Nobody knew, apart from the shady contractors, that the brand-new building was doomed. The weak foundations quickly began to shift. The walls were cleaved by deep cracks. The roof leaked.
So much water poured through the ceiling during winter rains that the top floor is closed. The plywood barricades blocking the stairwells are grey with huge water stains.
The 6,000 students who go to class in morning and afternoon shifts walk along floors with large holes cratered so deep in the crumbling concrete that it looks like someone tossed grenades.
Headmaster Haji Abdullah Nazary fears his school is going to collapse on his students some day.
Nazary taught at the school for five years before taking over as headmaster five months ago and had never seen a Canadian visitor before I arrived.
Quite a few of the comments below these stories are depressing reading. The jist of them is that what else could be expected in a shit-hole like Afghanistan, full of ungrateful, inferior monkey-people. They often add (with some merit) that our own schools or our own First Nations are in need of government assistance so why are we spending money (and wastefully) overseas. For the most part though, these comments all miss the point that we're talking about over a decade of failure, billions of dollars, Canada's international reputation as a law-abiding, human rights respecting country and a lot of spilled blood. The fact that these projects (1/10th of our spending but 90% of our elites' "moral" argument) was so lazily administered, is an outrage.

6 comments:

The Mound of Sound said...

We rendered everything - our dead, our wounded, our aid - utterly pointless when we installed Karzai and his fellow warlords to govern Afghanistan.

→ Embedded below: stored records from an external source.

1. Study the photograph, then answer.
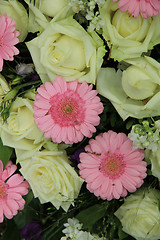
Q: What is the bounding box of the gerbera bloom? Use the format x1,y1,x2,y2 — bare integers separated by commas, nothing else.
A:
78,131,147,200
113,0,160,18
33,77,103,144
0,14,19,71
0,160,29,222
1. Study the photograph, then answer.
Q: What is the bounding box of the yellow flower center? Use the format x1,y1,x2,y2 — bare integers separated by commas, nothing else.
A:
100,152,125,179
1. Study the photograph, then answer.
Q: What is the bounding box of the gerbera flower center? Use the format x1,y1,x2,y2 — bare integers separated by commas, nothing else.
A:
100,153,125,179
0,180,8,200
49,91,85,126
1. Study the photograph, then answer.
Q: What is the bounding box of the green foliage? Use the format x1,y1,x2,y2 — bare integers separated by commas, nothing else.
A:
1,219,21,240
76,204,107,232
0,138,13,168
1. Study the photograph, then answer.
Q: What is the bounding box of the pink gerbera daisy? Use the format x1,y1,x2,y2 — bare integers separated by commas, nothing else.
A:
0,160,29,222
113,0,160,18
0,14,19,71
33,77,103,144
78,131,147,200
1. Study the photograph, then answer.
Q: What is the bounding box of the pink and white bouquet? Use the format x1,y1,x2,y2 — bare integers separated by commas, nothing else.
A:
0,0,160,240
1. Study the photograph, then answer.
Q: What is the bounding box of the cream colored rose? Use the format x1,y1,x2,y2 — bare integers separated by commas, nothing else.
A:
97,57,160,120
39,0,69,17
115,189,160,240
20,143,83,211
0,0,28,42
0,94,44,151
101,0,160,61
27,17,105,83
25,0,73,32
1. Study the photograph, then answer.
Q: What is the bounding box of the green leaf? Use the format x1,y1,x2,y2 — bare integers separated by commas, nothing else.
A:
0,138,13,168
14,198,40,229
158,190,160,212
76,204,106,232
1,219,20,240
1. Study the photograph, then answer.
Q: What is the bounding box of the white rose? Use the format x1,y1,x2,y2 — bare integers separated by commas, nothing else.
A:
101,0,160,61
0,0,28,42
25,0,73,32
0,94,43,151
27,17,105,83
146,148,160,180
97,57,160,120
115,189,160,240
20,146,83,211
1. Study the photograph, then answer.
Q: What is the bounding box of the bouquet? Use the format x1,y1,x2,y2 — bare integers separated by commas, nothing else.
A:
0,0,160,240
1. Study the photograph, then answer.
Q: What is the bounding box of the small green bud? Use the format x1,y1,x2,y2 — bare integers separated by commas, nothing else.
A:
3,89,18,102
142,120,149,128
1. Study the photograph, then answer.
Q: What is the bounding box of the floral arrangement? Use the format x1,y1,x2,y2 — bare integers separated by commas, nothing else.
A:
0,0,160,240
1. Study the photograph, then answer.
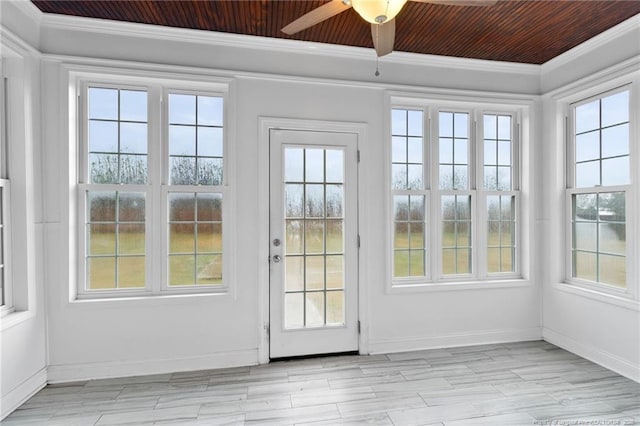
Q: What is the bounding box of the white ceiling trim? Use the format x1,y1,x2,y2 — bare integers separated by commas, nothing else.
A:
38,10,540,75
8,0,44,24
541,15,640,74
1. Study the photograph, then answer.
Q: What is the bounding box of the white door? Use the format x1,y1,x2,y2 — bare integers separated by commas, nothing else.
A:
269,129,358,358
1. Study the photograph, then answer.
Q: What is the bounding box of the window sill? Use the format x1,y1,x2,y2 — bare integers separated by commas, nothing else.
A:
68,288,233,309
0,311,35,331
554,282,640,312
387,278,531,294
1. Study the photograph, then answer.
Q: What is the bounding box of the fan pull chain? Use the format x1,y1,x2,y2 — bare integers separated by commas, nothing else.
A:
373,23,380,77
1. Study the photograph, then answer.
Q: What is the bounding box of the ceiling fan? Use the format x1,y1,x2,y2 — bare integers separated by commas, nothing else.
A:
282,0,498,56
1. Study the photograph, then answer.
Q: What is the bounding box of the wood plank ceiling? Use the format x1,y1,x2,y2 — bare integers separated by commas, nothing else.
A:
33,0,640,64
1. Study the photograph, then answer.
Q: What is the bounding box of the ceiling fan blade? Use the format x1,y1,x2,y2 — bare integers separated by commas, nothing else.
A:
281,0,351,35
371,19,396,56
410,0,498,6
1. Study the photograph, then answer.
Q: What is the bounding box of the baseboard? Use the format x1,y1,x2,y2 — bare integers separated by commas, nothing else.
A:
369,327,542,354
542,327,640,383
47,349,258,383
0,368,47,420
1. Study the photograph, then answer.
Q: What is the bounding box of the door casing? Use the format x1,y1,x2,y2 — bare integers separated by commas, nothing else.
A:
257,117,369,364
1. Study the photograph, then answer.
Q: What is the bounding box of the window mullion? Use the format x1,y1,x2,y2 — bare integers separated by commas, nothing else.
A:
146,86,165,294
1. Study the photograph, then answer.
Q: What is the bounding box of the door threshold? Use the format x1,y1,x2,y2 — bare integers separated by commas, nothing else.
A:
269,351,360,363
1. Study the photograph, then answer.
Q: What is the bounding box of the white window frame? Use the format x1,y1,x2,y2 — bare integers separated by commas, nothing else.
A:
564,82,640,299
386,96,528,291
0,58,14,316
69,69,234,300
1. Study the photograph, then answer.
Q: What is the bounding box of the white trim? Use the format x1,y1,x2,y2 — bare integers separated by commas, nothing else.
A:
369,327,542,354
542,327,640,383
553,283,640,312
6,0,46,25
0,27,42,58
540,15,640,74
0,368,47,420
387,277,532,294
41,13,540,76
48,349,258,383
544,55,640,104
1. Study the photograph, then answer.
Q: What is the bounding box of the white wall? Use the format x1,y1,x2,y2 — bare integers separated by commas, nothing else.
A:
2,2,638,416
32,10,541,381
0,2,47,419
540,16,640,381
540,56,640,381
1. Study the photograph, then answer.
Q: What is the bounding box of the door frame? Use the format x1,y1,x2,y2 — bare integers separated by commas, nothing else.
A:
257,117,369,364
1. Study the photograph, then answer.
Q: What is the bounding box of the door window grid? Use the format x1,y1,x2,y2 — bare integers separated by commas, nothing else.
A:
284,147,345,328
78,80,225,297
567,89,631,289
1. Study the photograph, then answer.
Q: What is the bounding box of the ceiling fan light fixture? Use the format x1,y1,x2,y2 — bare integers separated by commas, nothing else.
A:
351,0,407,24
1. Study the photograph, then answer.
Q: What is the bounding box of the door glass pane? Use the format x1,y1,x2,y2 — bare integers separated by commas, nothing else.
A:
282,147,345,329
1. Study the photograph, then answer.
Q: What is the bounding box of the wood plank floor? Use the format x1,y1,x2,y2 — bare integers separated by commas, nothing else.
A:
2,341,640,426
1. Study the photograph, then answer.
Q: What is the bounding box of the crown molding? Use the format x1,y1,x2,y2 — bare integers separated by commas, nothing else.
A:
541,15,640,74
3,0,45,25
0,24,41,57
42,14,540,75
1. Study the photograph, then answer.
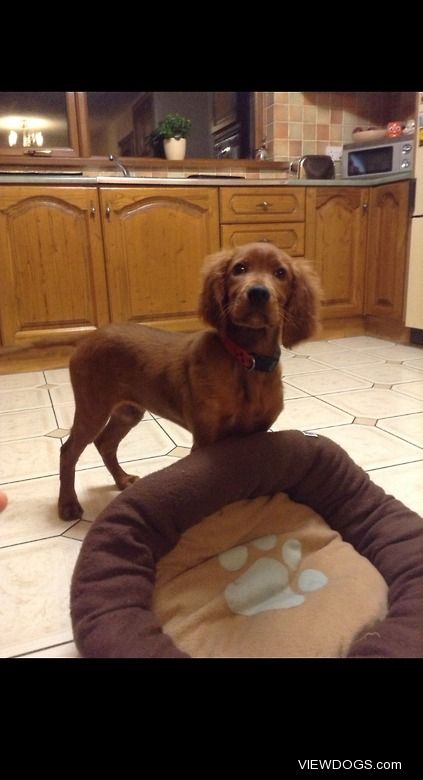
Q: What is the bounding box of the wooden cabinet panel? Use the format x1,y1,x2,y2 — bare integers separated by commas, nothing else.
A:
100,186,219,330
220,222,304,257
220,187,305,223
0,186,109,344
365,182,410,320
306,187,369,319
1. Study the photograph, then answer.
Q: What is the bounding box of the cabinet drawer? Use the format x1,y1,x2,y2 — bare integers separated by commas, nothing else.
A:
219,187,305,223
220,222,304,257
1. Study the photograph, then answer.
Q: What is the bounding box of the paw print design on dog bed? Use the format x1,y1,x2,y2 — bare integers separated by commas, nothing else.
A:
153,493,387,658
70,431,423,658
219,534,328,616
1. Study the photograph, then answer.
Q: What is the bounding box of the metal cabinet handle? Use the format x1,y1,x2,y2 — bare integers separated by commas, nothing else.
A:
24,146,52,157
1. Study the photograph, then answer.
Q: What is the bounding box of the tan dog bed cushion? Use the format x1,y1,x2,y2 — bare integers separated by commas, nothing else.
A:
71,431,423,657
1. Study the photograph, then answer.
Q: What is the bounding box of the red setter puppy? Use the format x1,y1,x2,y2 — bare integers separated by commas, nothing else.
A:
12,243,319,520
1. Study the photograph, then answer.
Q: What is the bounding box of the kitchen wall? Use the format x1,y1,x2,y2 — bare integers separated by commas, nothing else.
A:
264,92,416,161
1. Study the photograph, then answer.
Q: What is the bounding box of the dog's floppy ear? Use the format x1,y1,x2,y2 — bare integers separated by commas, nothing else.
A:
282,259,321,347
200,249,233,329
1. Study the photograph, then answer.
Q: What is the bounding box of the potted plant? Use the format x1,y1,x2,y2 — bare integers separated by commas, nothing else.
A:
149,114,191,160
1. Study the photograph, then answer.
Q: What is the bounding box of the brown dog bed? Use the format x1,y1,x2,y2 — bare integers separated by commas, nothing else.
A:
71,431,423,658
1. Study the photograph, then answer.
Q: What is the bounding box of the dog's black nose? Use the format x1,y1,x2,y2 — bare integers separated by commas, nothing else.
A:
248,284,270,306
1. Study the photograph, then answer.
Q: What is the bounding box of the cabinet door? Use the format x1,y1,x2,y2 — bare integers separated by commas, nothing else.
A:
220,187,305,224
100,186,219,330
365,182,410,320
306,186,368,319
220,222,304,257
0,186,109,344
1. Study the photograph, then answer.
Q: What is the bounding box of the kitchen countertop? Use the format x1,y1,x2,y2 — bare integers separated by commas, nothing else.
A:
0,172,414,187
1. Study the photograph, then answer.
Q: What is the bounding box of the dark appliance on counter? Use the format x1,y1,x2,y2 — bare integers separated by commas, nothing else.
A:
342,136,415,177
211,92,251,160
289,154,335,179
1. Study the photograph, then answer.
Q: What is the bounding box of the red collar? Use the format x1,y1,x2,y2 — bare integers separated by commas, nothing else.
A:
220,336,281,372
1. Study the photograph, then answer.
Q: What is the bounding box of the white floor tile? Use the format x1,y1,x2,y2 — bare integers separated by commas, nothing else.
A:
369,460,423,522
374,344,423,361
282,357,327,376
313,348,384,368
318,425,423,471
404,358,423,371
0,538,80,658
0,371,46,392
292,341,342,356
0,437,60,484
344,361,423,385
0,407,57,441
283,380,308,401
272,398,354,431
0,388,51,412
50,384,73,406
44,368,70,385
393,380,423,401
329,336,395,349
72,456,178,520
0,475,72,547
377,412,423,448
118,420,175,461
54,401,153,428
156,417,193,447
289,368,371,395
54,401,75,428
324,385,423,420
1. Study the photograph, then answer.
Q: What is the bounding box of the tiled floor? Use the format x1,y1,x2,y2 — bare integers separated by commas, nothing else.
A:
0,336,423,658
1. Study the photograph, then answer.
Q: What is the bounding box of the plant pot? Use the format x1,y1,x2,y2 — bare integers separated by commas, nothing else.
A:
163,138,187,160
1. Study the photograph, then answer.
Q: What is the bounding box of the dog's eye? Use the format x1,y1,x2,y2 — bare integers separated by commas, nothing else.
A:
275,266,286,279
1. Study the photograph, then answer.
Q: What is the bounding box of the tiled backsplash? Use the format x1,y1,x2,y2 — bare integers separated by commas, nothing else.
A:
264,92,415,161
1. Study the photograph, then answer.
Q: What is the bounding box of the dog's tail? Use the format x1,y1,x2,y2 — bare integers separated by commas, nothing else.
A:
0,331,91,359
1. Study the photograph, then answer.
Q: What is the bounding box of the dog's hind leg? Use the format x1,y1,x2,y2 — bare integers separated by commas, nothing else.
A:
94,403,145,490
59,408,109,520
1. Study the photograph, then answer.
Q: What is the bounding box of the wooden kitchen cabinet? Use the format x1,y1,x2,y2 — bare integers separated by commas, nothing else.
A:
306,186,369,320
0,186,109,345
100,185,219,330
220,187,305,257
364,181,410,321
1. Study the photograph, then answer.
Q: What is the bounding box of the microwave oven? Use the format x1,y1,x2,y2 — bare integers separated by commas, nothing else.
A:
342,136,415,177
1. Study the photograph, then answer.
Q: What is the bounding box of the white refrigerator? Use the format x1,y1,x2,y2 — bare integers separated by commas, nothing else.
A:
405,92,423,330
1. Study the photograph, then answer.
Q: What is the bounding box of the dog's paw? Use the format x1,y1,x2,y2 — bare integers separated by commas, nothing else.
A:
116,474,139,490
219,534,328,616
58,498,84,522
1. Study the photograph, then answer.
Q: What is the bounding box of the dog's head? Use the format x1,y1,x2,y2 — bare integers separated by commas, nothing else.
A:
200,242,319,347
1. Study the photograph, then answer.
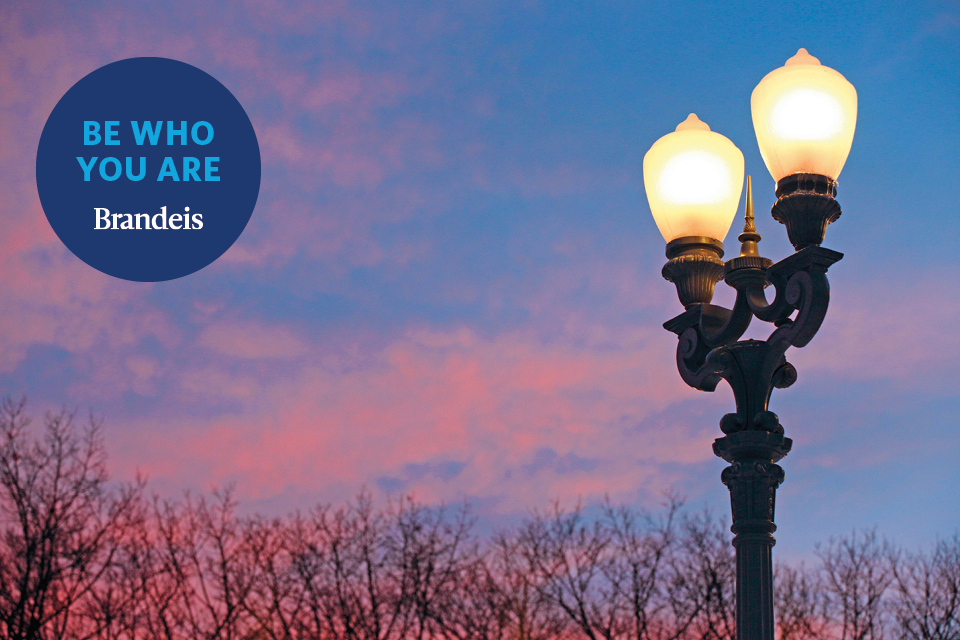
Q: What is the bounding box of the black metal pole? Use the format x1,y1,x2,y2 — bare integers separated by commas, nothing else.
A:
663,174,843,640
714,431,791,640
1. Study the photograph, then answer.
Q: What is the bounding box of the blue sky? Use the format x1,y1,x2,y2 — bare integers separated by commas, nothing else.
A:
0,0,960,557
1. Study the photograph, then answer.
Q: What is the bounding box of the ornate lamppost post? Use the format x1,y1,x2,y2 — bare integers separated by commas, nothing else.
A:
643,49,857,640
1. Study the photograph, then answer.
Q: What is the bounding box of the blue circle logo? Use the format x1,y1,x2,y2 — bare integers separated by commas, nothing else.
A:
37,58,260,282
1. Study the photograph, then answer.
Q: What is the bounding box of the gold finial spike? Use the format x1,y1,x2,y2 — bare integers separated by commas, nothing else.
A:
737,176,760,256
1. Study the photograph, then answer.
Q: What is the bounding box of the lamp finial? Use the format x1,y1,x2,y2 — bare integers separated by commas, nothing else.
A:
737,176,760,256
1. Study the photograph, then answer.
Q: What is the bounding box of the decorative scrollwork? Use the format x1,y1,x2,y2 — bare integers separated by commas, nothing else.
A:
664,246,843,434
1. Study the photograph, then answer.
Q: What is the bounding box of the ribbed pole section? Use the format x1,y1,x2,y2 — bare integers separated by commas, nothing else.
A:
714,431,792,640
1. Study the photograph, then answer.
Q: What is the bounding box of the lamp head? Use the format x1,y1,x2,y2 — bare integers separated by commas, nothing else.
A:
750,49,857,182
643,113,743,246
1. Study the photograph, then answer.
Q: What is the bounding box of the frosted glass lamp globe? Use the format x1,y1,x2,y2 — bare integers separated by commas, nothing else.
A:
750,49,857,182
643,113,743,243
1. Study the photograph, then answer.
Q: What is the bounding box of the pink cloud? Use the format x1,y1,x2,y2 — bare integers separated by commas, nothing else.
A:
111,328,726,508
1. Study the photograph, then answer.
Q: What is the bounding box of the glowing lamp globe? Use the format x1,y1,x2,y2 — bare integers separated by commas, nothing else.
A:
643,113,743,243
750,49,857,182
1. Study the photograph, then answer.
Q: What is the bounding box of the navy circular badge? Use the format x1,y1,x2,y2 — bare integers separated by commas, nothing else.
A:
37,58,260,282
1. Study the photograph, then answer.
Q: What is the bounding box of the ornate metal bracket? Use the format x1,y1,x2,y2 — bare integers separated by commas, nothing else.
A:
663,179,843,434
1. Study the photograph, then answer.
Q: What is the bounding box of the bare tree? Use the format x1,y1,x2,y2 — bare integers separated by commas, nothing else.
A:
0,399,142,640
817,531,896,640
774,564,828,640
892,535,960,640
666,511,737,640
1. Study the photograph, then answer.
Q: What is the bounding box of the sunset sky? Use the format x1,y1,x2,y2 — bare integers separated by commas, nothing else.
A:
0,0,960,558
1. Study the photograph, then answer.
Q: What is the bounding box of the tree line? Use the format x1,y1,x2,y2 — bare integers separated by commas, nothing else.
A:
0,400,960,640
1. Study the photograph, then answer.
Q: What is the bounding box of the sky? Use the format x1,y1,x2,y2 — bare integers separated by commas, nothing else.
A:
0,0,960,559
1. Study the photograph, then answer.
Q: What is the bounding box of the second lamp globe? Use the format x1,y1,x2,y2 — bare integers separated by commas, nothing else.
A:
750,49,857,182
643,113,743,243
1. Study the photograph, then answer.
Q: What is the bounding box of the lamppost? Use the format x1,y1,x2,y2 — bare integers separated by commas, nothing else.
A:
643,49,857,640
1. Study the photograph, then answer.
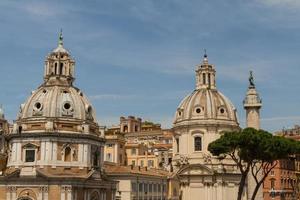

We entrenched warlordism and tribalism, guaranteeing our efforts would be futile. Failure was pre-ordained and brought to fulfillment by hopelessly incompetent political and military leaders gaming the war, and the dead and wounded, for their personal advancement.

Beijing York said...

All under the ^NOT watchful eye of Bev Oda.

thwap said...

MoS,

That's about it. I was prepared to eat crow about Afghanistan, but it didn't happen.

thwap said...

Beijing York,

Good point.

Owen Gray said...

The whole government raison d'etre has shifted to "for profit." The easiest way to increase profits is to cut costs.

Afghanistan has been a laboratory for that economic model. And now we see the results.

thwap said...

OOps! Owen, I answered you on a later post!